2. Create a climate of discipline and control , which can reduce the chance for fraud.
3. Enable the non-executive directors to contribute an independent judgment and play a positive role.
4. Strengthen the position of the external auditor by providing a channel of communication and forum for problems with concern.
5. Increase public confidence within the credibility and objectivity of monetary statements
6. Strengthen the position of the interior audit function by providing a greater degree of independence from management.
Importance of Audit of Committee:
1. Assets are safeguarded and used for business purposes.
2. Business information is accurate.
3. Employees suits laws and regulations.
Role of Audit Committee:
1. Overseeing financial reporting and audit process.

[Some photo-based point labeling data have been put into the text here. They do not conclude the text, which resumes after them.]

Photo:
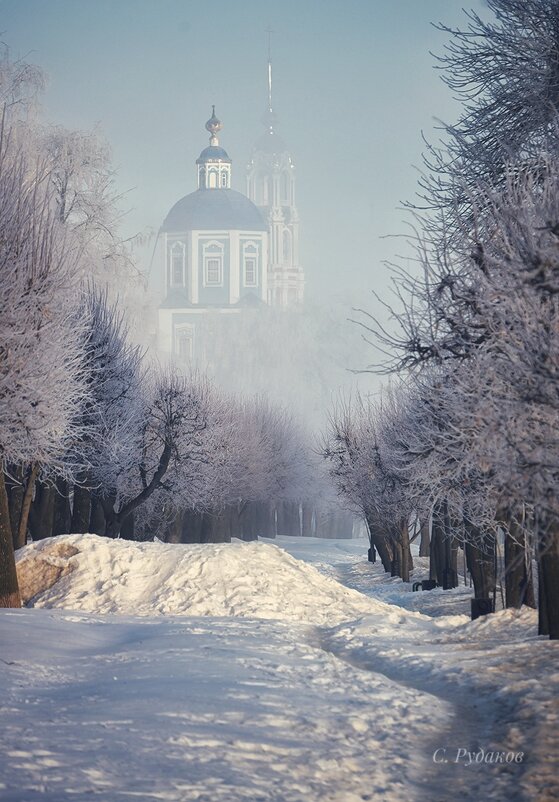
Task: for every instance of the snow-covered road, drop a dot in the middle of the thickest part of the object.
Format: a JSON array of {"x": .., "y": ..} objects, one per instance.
[{"x": 226, "y": 706}]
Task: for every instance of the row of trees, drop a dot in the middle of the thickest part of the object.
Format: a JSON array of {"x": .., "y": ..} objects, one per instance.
[
  {"x": 468, "y": 433},
  {"x": 90, "y": 429}
]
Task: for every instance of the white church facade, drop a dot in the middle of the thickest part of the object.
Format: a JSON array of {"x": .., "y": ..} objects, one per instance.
[{"x": 222, "y": 251}]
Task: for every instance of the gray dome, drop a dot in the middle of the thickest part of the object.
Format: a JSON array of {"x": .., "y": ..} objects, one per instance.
[
  {"x": 212, "y": 209},
  {"x": 213, "y": 153}
]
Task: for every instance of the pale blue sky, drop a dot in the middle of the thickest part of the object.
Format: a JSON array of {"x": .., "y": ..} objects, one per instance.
[{"x": 354, "y": 87}]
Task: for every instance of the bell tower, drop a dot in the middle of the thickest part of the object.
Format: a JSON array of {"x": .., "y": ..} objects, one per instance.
[{"x": 271, "y": 187}]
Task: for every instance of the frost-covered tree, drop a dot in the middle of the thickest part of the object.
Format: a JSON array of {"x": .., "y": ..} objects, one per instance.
[
  {"x": 41, "y": 362},
  {"x": 173, "y": 414},
  {"x": 363, "y": 469}
]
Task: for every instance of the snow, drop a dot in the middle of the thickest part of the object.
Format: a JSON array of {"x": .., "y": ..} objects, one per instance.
[{"x": 244, "y": 672}]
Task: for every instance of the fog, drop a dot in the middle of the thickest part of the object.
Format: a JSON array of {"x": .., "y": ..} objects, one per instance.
[{"x": 353, "y": 86}]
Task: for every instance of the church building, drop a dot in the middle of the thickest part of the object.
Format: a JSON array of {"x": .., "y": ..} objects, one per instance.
[{"x": 222, "y": 251}]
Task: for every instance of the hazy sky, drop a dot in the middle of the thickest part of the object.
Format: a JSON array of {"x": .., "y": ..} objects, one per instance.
[{"x": 354, "y": 86}]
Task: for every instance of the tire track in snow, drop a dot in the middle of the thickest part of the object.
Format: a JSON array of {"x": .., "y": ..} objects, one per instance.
[{"x": 477, "y": 721}]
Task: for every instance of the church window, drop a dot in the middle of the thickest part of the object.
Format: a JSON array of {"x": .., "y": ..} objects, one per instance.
[
  {"x": 286, "y": 247},
  {"x": 177, "y": 264},
  {"x": 185, "y": 344},
  {"x": 250, "y": 271},
  {"x": 285, "y": 199},
  {"x": 213, "y": 271}
]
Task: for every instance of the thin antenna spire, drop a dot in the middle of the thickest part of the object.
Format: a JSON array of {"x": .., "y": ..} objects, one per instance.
[{"x": 269, "y": 32}]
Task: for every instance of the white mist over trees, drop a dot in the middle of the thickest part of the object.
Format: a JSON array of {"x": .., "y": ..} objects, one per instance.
[
  {"x": 468, "y": 435},
  {"x": 91, "y": 427}
]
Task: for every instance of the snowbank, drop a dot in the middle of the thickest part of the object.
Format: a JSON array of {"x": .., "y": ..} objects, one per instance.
[{"x": 97, "y": 574}]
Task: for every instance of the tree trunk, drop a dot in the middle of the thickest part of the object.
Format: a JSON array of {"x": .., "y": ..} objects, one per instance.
[
  {"x": 127, "y": 529},
  {"x": 548, "y": 573},
  {"x": 62, "y": 513},
  {"x": 481, "y": 564},
  {"x": 424, "y": 546},
  {"x": 97, "y": 522},
  {"x": 81, "y": 510},
  {"x": 45, "y": 513},
  {"x": 191, "y": 527},
  {"x": 23, "y": 521},
  {"x": 407, "y": 563},
  {"x": 9, "y": 589},
  {"x": 16, "y": 492},
  {"x": 436, "y": 546},
  {"x": 307, "y": 520},
  {"x": 380, "y": 542},
  {"x": 519, "y": 587}
]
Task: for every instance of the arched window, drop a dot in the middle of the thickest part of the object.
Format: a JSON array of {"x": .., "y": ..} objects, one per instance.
[
  {"x": 178, "y": 252},
  {"x": 286, "y": 246},
  {"x": 213, "y": 264},
  {"x": 250, "y": 264},
  {"x": 285, "y": 188},
  {"x": 184, "y": 343}
]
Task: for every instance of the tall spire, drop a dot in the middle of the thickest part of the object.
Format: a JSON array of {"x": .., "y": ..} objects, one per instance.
[
  {"x": 214, "y": 126},
  {"x": 269, "y": 117}
]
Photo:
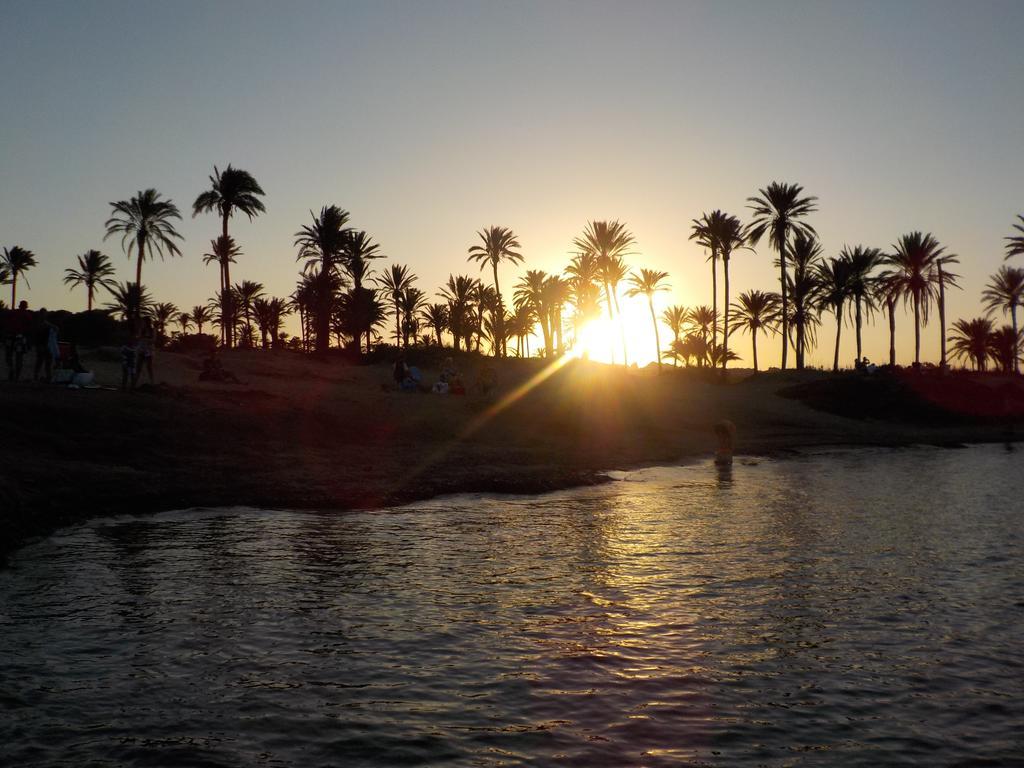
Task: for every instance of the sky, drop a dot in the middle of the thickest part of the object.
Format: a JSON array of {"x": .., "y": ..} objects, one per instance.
[{"x": 429, "y": 121}]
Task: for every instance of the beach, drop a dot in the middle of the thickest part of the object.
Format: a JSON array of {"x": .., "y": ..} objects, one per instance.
[{"x": 304, "y": 433}]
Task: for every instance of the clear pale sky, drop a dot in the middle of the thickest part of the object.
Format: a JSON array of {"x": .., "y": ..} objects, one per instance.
[{"x": 431, "y": 120}]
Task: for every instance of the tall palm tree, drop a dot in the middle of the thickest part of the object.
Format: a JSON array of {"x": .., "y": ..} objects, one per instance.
[
  {"x": 222, "y": 251},
  {"x": 394, "y": 282},
  {"x": 608, "y": 243},
  {"x": 94, "y": 269},
  {"x": 835, "y": 287},
  {"x": 500, "y": 244},
  {"x": 647, "y": 283},
  {"x": 246, "y": 293},
  {"x": 16, "y": 261},
  {"x": 911, "y": 269},
  {"x": 184, "y": 322},
  {"x": 862, "y": 263},
  {"x": 1015, "y": 243},
  {"x": 971, "y": 340},
  {"x": 1006, "y": 292},
  {"x": 235, "y": 189},
  {"x": 675, "y": 317},
  {"x": 458, "y": 292},
  {"x": 1005, "y": 348},
  {"x": 323, "y": 244},
  {"x": 201, "y": 314},
  {"x": 145, "y": 225},
  {"x": 777, "y": 210},
  {"x": 130, "y": 301},
  {"x": 530, "y": 295},
  {"x": 757, "y": 310}
]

2. Providing an efficient counterbalance to executive.
3. Uphold the independence of both internal and external auditors.
4. Maintaining accounting statements to offer a real and fair view of organization’s financial position and performance.
Functions and Rights of Audit committee:
1. Towards Shareholders.
2. Towards Board of Directors.
3. Towards internal Auditors.
4. Towards external Auditors.
References:
1. Daniel Libretto, Auditor, Investopedia, (Nov 13, 2020) https://www.investopedia.com/terms/a/auditor.asp
2. Arthur E. Green & Company Vs Central Advance & Discount Corporation Ltd (1920)
3. 4 The London Oil Storage Co. Ltd. Vs Sear Hasluck & Co 1958 34 ITR 43 Cal (India)
4. 5 Irish Woolen Co. Ltd. Vs Tyson and Others [1900] 26 Acct LR 13.
5. Kingston Cotton Mills Co. Ltd (No 2) [1895] 1 Ch 331.